1773-02-19, de Voltaire [François Marie Arouet] à Louis François Armand Du Plessis, duc de Richelieu.

Je me meurs pour le présent, mon héros.
Vous me direz que quand je serai mort il n’importe guères que Mlle Rocour soit fâchée ou non contre moi. Je vous répondrai qu’il importe beaucoup à ma mémoire que je ne meure pas souillé de cet oprobre. De méchantes langues ont fait courir cette histoire scandaleuse dans Paris, et ont prétendu que c’était un tour cruel que vous aviez voulu faire à cette pauvre fille, dont tout le monde est idolâtre. Je crois que dans l’ordre des petites choses rien n’est plus essential que de faire parvenir à Mlle Rocour la petite lettre que je vous ai écrite sur son compte.

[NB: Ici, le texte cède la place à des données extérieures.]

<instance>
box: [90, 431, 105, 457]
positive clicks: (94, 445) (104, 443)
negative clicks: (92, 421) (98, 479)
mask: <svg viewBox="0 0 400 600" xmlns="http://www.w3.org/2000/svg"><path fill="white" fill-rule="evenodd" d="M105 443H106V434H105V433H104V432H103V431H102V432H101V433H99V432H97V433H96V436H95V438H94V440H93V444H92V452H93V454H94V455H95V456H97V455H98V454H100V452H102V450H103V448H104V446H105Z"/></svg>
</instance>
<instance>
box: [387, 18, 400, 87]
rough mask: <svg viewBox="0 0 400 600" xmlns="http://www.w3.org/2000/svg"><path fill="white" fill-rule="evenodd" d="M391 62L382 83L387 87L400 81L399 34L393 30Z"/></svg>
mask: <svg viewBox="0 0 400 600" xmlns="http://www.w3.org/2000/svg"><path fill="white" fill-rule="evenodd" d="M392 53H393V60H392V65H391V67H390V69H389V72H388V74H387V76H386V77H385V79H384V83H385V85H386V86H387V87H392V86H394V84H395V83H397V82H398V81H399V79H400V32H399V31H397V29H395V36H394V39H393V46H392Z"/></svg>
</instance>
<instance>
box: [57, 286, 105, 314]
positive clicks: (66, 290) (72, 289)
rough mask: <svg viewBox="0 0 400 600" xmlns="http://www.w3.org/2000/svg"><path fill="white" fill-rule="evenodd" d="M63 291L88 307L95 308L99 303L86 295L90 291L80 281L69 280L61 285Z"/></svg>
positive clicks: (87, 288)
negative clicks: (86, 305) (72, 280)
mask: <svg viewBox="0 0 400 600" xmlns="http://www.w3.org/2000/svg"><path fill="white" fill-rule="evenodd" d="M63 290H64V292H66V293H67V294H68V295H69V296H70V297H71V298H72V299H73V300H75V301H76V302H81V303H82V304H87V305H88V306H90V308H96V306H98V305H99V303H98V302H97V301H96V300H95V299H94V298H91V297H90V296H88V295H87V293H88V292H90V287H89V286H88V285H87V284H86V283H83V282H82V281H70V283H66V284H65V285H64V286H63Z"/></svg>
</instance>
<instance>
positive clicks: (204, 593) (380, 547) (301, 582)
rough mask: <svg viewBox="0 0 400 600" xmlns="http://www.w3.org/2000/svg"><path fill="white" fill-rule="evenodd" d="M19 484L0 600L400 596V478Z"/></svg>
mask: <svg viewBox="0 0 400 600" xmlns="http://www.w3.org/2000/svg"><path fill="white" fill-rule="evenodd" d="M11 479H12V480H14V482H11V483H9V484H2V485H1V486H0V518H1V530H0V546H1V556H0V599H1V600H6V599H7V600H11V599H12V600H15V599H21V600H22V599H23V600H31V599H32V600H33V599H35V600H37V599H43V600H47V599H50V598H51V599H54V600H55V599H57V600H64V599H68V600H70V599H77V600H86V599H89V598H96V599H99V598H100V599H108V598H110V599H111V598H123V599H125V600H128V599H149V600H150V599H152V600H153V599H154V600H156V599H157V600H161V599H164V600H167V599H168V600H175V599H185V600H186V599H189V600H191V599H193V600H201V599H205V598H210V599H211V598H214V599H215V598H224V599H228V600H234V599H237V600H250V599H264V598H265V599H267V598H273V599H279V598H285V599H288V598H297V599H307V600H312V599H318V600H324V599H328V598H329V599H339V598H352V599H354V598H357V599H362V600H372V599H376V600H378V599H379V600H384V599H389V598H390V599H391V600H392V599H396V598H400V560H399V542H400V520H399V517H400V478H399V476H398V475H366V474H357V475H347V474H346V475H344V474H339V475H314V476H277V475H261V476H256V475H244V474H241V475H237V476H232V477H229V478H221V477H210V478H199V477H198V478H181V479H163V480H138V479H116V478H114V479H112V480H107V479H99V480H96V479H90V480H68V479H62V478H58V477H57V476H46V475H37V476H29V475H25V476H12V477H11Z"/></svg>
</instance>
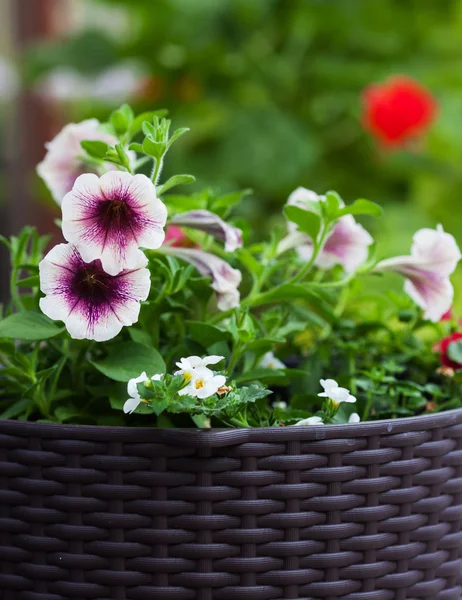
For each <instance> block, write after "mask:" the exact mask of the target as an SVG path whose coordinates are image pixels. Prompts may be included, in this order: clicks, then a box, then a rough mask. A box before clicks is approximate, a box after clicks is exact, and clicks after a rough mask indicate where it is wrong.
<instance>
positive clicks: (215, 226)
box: [171, 210, 242, 252]
mask: <svg viewBox="0 0 462 600" xmlns="http://www.w3.org/2000/svg"><path fill="white" fill-rule="evenodd" d="M171 223H173V225H179V226H181V227H190V228H191V229H199V230H200V231H205V232H206V233H209V234H210V235H212V236H213V237H214V238H216V239H217V240H220V241H221V242H224V244H225V252H234V251H235V250H237V249H238V248H241V247H242V231H241V230H240V229H238V228H237V227H233V226H232V225H229V224H228V223H226V221H223V219H221V218H220V217H219V216H218V215H215V214H214V213H212V212H210V211H208V210H189V211H188V212H184V213H180V214H178V215H175V216H174V217H173V218H172V219H171Z"/></svg>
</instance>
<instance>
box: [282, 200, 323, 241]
mask: <svg viewBox="0 0 462 600" xmlns="http://www.w3.org/2000/svg"><path fill="white" fill-rule="evenodd" d="M284 214H285V216H286V217H287V218H288V219H289V221H292V222H293V223H295V224H296V225H297V226H298V228H299V229H300V231H303V233H306V234H307V235H308V236H309V237H310V238H311V239H312V240H313V242H315V243H316V240H317V239H318V235H319V231H320V229H321V219H320V217H319V215H317V214H315V213H312V212H310V211H308V210H305V209H303V208H300V207H298V206H285V207H284Z"/></svg>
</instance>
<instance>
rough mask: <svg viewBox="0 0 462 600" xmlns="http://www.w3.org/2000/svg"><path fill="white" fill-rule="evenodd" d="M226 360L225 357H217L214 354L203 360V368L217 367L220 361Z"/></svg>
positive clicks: (202, 361)
mask: <svg viewBox="0 0 462 600" xmlns="http://www.w3.org/2000/svg"><path fill="white" fill-rule="evenodd" d="M224 358H225V357H224V356H217V355H215V354H212V356H206V357H205V358H203V359H202V365H203V366H207V365H216V364H217V363H219V362H220V361H222V360H224Z"/></svg>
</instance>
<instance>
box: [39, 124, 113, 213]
mask: <svg viewBox="0 0 462 600" xmlns="http://www.w3.org/2000/svg"><path fill="white" fill-rule="evenodd" d="M83 140H96V141H100V142H105V143H106V144H109V145H110V146H113V145H114V144H117V138H116V137H114V136H113V135H111V134H109V133H106V132H105V131H101V130H100V123H99V121H98V120H97V119H88V120H87V121H82V122H81V123H69V124H68V125H66V126H65V127H64V129H62V130H61V131H60V132H59V133H58V135H57V136H56V137H55V138H54V139H53V140H52V141H51V142H48V143H47V144H45V147H46V149H47V153H46V155H45V158H44V159H43V160H42V162H41V163H40V164H39V165H37V173H38V174H39V176H40V177H41V178H42V179H43V181H44V182H45V184H46V185H47V187H48V189H49V190H50V192H51V194H52V196H53V198H54V200H55V201H56V203H57V204H59V205H60V206H61V204H62V201H63V198H64V196H65V195H66V194H67V193H68V192H70V191H71V190H72V186H73V185H74V183H75V180H76V179H77V177H79V176H80V175H82V174H83V173H89V172H92V171H93V169H92V167H91V166H90V165H87V164H86V163H85V162H83V161H82V158H81V157H82V155H84V154H85V153H84V151H83V150H82V147H81V145H80V142H82V141H83ZM101 168H102V169H103V171H108V170H115V169H117V167H116V166H115V165H114V164H111V163H104V164H103V165H101Z"/></svg>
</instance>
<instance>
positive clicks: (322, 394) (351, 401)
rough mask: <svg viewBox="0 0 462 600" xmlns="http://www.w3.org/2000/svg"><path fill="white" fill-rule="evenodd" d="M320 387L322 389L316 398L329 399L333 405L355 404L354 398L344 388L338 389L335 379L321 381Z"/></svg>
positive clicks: (324, 379)
mask: <svg viewBox="0 0 462 600" xmlns="http://www.w3.org/2000/svg"><path fill="white" fill-rule="evenodd" d="M320 384H321V387H322V388H323V389H324V391H323V392H320V393H319V394H318V396H320V397H321V398H330V399H331V400H332V402H334V403H335V404H341V403H342V402H351V403H353V402H356V398H355V397H354V396H352V395H351V394H350V391H349V390H347V389H346V388H342V387H339V384H338V383H337V382H336V381H335V379H321V380H320Z"/></svg>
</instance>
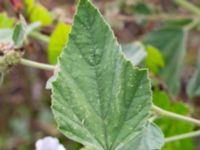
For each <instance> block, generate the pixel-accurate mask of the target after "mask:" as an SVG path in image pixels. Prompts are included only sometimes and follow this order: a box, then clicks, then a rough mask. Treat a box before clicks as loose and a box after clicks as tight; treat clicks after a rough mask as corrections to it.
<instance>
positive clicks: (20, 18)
mask: <svg viewBox="0 0 200 150" xmlns="http://www.w3.org/2000/svg"><path fill="white" fill-rule="evenodd" d="M39 26H40V23H39V22H35V23H32V24H30V25H27V24H26V21H25V20H24V18H23V17H22V16H21V17H20V22H19V23H18V24H17V25H16V26H15V28H14V31H13V35H12V40H13V42H14V44H15V47H17V48H18V47H21V46H22V45H23V42H24V41H25V39H26V38H27V36H28V34H29V33H31V32H32V31H33V30H34V29H35V28H37V27H39Z"/></svg>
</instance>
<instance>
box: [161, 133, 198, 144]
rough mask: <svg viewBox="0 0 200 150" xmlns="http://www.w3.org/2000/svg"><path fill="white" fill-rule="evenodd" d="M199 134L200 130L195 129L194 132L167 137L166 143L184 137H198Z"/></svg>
mask: <svg viewBox="0 0 200 150" xmlns="http://www.w3.org/2000/svg"><path fill="white" fill-rule="evenodd" d="M197 136H200V131H193V132H189V133H185V134H180V135H176V136H172V137H168V138H166V139H165V143H169V142H174V141H177V140H183V139H187V138H192V137H197Z"/></svg>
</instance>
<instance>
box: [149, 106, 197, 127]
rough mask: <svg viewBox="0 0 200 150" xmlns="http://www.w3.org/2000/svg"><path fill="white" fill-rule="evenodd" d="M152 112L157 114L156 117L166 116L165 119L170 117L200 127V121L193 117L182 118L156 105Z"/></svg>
mask: <svg viewBox="0 0 200 150" xmlns="http://www.w3.org/2000/svg"><path fill="white" fill-rule="evenodd" d="M152 110H153V111H154V112H155V113H156V115H160V116H165V117H169V118H172V119H175V120H180V121H184V122H188V123H192V124H195V125H198V126H200V120H197V119H194V118H191V117H186V116H182V115H179V114H176V113H173V112H169V111H166V110H164V109H162V108H160V107H158V106H155V105H153V106H152Z"/></svg>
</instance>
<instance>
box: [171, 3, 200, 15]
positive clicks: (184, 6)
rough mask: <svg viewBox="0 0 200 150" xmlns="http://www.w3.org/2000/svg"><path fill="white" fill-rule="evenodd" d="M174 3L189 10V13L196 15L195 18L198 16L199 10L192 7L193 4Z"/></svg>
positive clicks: (194, 7)
mask: <svg viewBox="0 0 200 150" xmlns="http://www.w3.org/2000/svg"><path fill="white" fill-rule="evenodd" d="M174 2H175V3H176V4H178V5H180V6H181V7H183V8H185V9H187V10H189V11H190V12H192V13H194V14H196V15H197V16H200V9H199V8H198V7H196V6H194V5H193V4H191V3H190V2H188V1H186V0H174Z"/></svg>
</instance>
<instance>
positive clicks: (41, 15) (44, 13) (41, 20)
mask: <svg viewBox="0 0 200 150" xmlns="http://www.w3.org/2000/svg"><path fill="white" fill-rule="evenodd" d="M25 3H26V6H27V9H28V13H29V19H30V21H31V22H38V21H39V22H41V24H42V25H44V26H47V25H50V24H52V22H53V20H52V17H51V14H50V13H49V12H48V10H47V9H46V8H45V7H44V6H42V5H41V4H40V3H39V2H35V1H34V0H25Z"/></svg>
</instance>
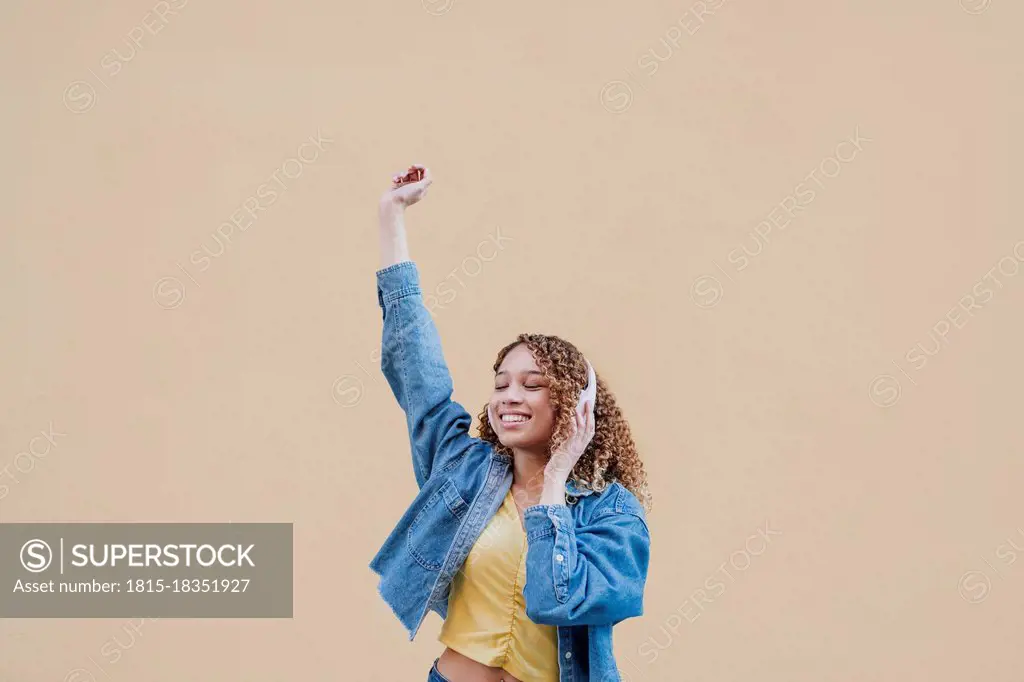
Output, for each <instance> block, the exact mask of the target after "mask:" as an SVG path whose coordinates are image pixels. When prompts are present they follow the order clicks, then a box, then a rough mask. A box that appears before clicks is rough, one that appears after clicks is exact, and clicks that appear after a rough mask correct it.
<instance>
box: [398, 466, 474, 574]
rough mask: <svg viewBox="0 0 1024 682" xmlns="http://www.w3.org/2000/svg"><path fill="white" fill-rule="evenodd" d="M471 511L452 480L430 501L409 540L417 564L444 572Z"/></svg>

Vous aurez bientôt Patras, dont je crois qu’il est très aisé de faire un acteur excellent, et de le rendre utile dans tous les genres.

Il m’est arrivé un petit accident, c’est que je me meurs, au pied de la Lettre. On m’a fait baigner au milieu de L’hiver pour ma strangurie. Vôtre éxemple m’encourageait; mais il n’apartient pas à tout le monde d’oser vous imiter; mes deux fuseaux de jambes sont devenus gros comme des tonneaux. J’ajouterais au bel état où je suis La sottise de mourir de douleur si on jouait les loix de Minos telles que des gens de beaucoup d’esprit et de mérite les ont faittes. Je ne veux point me parer des plumes du paon, je suis un pauvre geay qui s’est toujours contenté de son plumage. Les vers de ces messieurs peuvent être fort beaux, mais ils ne sont pas de moi, je n’en veux point. Leurs beautés entièrement déplacées dépareraient trop l’ouvrage.

En un mot, je vous demand en grâce qu’on ne joue pas cette indigne rapsodie vendue par un comédien au libraire Valade. Ce Libraire a la bétise de dire qu’il ne l’a imprimée que sur la copie de Geneve et de Lausanne, et vous remarquerez qu’elle n’a paru encor ni à Lausanne, ni à Genêve. Mais ce brigandage est comme tout le reste. Dieu ait pitié de ma chère patrie qui avait autrefois une si belle réputation dans l’Europe! Tout est bien changé, et vous ne faittes que rire de cette décadence. Riez de la mienne, mais pleurez de celle de vôtre patrie. Vôtre vieux courtisan se recommande très tristement à vos bontés.